Clayudas
Ready In: 15 mins
Serves: 8
Ingredients
- 1 tablespoon canola oil
- 1 small white onion, diced (1 cup)
- 1 garlic clove, minced (1 tsp.)
- 1 teaspoon ground cumin
- 1 (15 ounce) can black beans, rinsed and drained
- 1 (4 ounce) can chipotle chiles in adobo, drained
- 1⁄2 teaspoon brown sugar
- 32 inches flour tortillas
- 8 ounces coleslaw mix
- 1⁄2 cup fresh cilantro, chopped
- 2 tablespoons lime juice
Directions
- Preheat oven to 450°F
- Heat oil in saucepan over medium-high heat.

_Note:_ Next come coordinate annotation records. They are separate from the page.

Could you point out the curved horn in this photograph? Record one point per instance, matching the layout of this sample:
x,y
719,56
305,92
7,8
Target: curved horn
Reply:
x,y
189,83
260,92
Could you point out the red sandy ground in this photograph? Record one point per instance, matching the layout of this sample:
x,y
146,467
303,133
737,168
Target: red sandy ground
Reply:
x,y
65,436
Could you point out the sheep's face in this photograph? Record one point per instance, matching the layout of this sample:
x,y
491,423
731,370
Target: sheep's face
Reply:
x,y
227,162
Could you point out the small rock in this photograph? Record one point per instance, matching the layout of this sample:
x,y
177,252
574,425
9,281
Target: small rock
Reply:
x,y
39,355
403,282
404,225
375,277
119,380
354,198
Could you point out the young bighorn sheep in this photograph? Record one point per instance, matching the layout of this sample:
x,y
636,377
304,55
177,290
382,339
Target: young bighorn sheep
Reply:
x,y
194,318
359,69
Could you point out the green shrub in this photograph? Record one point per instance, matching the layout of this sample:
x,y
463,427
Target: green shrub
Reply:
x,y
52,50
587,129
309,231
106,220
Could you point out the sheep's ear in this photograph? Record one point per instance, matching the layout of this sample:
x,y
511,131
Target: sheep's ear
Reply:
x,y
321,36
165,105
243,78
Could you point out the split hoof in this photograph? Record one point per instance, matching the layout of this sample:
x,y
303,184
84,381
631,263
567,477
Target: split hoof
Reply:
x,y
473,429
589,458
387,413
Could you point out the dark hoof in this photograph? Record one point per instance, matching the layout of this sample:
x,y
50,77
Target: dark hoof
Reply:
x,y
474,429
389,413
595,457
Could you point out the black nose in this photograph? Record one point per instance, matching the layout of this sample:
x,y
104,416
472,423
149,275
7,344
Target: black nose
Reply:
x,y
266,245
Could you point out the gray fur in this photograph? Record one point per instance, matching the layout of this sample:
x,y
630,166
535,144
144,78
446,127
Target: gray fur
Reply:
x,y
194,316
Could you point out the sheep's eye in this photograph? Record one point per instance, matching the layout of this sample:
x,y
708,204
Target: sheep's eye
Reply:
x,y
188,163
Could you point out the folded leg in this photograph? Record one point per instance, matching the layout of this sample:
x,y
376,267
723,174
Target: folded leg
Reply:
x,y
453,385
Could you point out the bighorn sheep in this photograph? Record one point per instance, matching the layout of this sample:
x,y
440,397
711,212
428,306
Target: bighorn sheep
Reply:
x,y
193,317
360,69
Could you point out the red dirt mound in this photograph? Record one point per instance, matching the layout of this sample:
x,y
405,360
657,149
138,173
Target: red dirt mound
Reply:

- Add onion, and cook 5 minutes, or until translucent.
- Add garlic and cumin, and cook 1 minute more.
- Place onion mixture in blender with beans, chipotle chile, brown sugar, and 3 Tbs. water.
- Blend until smooth.
- Season with salt and pepper.
- Place 2 tortillas each on 2 baking sheets.
- Spread bean mixture on tortillas, and bake 5 to 7 minutes, or until edges become golden.
- Toss slaw in bowl with cilantro and lime juice.
- Season with salt and pepper.
- Top each clayuda with slaw, and cut into triangles.